There is nothing that says everyone has to like hunting deer with a gun. If you don't like it the answer is simple. Do something else that time. We have been doing gun week for decades and the deer population is still continuing to grow so nobody needs to worry that they are shooting all of your deer.

I find it quite an elitist attitude to sit here and criticize the gunners saying that they are doing it all wrong. I do mostly archery hunting but I do enjoy going out with the gun at times. I find nothing wrong with that method. Is it easier? Certainly. But why is that wrong? Some people like to paint with a broad brush when describing what they call slob hunters, orange brigade, etc. No doubt there are a few who don't deserve to have a gun and be in the woods but the largest majority of the guys are safe and law abiding. If you are going to complain about them then you better give due time to those who venture out during archery season and break laws. I know plenty stories of gut shot deer, trespassers, Bambi killers, etc. that come from archery season.

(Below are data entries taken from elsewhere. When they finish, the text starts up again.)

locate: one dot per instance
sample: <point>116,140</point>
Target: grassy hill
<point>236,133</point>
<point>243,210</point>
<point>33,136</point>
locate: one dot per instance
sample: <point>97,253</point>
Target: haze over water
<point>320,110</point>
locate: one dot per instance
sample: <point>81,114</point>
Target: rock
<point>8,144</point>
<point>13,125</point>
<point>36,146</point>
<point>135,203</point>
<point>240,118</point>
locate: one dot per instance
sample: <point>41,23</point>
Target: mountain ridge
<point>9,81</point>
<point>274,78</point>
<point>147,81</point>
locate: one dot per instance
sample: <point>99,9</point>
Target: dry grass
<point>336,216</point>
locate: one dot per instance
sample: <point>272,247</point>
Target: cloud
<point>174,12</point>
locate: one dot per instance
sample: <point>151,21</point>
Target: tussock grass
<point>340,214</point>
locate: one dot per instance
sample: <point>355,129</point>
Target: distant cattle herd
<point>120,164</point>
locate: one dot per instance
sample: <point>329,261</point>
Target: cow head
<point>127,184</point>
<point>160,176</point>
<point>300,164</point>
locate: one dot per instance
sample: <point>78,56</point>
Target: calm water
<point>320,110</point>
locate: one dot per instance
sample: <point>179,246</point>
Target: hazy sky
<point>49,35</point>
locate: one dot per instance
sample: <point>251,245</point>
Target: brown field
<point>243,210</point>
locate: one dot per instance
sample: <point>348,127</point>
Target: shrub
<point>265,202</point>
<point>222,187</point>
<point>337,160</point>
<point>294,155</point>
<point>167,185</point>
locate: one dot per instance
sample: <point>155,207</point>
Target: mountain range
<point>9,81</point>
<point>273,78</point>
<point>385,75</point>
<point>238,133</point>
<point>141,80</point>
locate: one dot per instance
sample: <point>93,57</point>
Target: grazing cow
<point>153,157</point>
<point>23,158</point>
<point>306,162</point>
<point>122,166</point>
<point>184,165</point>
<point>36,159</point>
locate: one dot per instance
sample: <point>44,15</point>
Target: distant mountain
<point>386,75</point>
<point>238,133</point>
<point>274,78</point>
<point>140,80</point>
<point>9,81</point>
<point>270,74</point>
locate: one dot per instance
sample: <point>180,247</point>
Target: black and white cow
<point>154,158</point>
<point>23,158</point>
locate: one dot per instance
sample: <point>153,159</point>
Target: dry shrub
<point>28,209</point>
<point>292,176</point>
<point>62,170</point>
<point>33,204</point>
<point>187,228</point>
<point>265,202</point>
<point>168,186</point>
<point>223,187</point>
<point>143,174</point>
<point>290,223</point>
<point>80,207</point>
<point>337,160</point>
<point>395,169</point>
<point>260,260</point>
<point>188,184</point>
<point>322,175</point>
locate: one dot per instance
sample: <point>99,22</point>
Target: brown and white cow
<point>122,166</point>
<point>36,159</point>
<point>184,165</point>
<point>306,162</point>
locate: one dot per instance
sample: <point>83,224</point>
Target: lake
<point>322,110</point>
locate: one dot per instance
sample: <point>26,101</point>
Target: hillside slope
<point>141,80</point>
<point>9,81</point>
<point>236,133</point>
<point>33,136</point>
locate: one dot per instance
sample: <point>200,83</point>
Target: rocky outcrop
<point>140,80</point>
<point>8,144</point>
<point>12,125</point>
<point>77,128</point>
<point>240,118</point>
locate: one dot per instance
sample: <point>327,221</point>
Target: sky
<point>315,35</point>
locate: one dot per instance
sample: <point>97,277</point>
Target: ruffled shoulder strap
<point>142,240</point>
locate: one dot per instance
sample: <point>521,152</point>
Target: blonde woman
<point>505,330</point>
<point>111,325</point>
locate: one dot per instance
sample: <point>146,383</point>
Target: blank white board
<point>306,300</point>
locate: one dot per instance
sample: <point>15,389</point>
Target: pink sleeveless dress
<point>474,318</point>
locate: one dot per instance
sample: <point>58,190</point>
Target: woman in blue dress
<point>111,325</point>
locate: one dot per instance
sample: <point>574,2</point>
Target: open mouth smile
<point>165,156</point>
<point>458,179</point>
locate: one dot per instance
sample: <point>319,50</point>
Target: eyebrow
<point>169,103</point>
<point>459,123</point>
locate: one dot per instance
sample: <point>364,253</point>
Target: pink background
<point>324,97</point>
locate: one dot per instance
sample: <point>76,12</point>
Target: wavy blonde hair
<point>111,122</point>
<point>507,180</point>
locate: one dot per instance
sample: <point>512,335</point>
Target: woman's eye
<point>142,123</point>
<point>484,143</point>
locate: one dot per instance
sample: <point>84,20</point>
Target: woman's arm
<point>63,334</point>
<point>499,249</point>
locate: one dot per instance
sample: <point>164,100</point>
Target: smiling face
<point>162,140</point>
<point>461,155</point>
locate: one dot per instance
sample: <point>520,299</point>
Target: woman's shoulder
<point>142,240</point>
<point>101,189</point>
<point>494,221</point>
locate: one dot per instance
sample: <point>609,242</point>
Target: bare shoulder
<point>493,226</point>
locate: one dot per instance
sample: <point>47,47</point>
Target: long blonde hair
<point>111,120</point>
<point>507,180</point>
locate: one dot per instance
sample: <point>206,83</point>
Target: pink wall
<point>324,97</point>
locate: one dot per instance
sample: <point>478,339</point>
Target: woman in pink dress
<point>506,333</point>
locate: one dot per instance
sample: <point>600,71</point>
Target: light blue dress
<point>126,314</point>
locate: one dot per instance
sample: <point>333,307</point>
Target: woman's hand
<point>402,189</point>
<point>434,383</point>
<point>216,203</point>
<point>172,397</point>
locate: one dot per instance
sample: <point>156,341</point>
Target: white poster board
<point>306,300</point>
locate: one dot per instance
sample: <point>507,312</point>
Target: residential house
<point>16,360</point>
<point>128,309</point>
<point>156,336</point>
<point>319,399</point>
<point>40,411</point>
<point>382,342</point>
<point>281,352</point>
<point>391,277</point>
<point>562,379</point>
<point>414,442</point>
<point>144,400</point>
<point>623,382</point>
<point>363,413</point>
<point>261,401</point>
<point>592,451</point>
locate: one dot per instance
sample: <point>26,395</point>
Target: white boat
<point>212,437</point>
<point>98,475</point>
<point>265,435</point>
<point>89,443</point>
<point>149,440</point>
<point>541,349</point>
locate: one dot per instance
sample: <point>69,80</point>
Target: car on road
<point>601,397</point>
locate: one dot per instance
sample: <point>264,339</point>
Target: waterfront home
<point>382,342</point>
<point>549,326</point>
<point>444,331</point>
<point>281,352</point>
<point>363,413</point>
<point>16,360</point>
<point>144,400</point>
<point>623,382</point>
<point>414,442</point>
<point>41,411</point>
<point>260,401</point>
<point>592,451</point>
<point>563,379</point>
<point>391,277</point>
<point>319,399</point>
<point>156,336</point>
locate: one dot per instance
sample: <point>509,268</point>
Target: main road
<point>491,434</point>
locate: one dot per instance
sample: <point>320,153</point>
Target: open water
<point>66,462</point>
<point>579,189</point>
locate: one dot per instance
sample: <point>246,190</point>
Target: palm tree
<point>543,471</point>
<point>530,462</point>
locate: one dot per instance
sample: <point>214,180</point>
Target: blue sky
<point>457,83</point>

I will continue to be primarily an archery hunter because that is how I really truly enjoy hunting. But I say to each his own. The only gun hunters that I have a problem with is when they start endangering me or trespassing on my property.

So in the end I will just ask this simple question. "Why can't we all just get along?"


----------



## wildman (Sep 3, 2008)

>>>>>>>>>>>>>>>> Very Well Put!!!!!! <<<<<<<<<<<<<<<<<<<<<


----------



## Bonemann (Jan 28, 2008)

During bow season, I hunt with a bow.

During gun season, I hunt with a shotgun.

During muzzle loading season, I hunt with a muzzle loader.

If they had bazooka or machine gun season, I would hunt with those.

I don't make the rules but I do play by them.

I do understand that this is the season for wishes so I hope that every
one's wishes come true.


----------



## elkhtr (Oct 23, 2006)

I used to really enjoy muzzleloader season when it was a week long. It also seemed to be effective in helping to manage the deer numbers. the smokepolers get shorted more than anyone else. I would like to see the extra weekend of gun stopped and the muzzleloader season expanded again. There were a fair number of hunters in the woods, without it being a zoo. Now it seems more crowded/crazy because it is only a few days long.


----------



## wannabe (Dec 24, 2007)

How could smokepolers be shorted when they can use them during gun season?Seems maybe the gun hunters are shorted. Lets make it so everyone who wants to hunt has to pass a accuracy test. Then we will see how many people get to hunt.


----------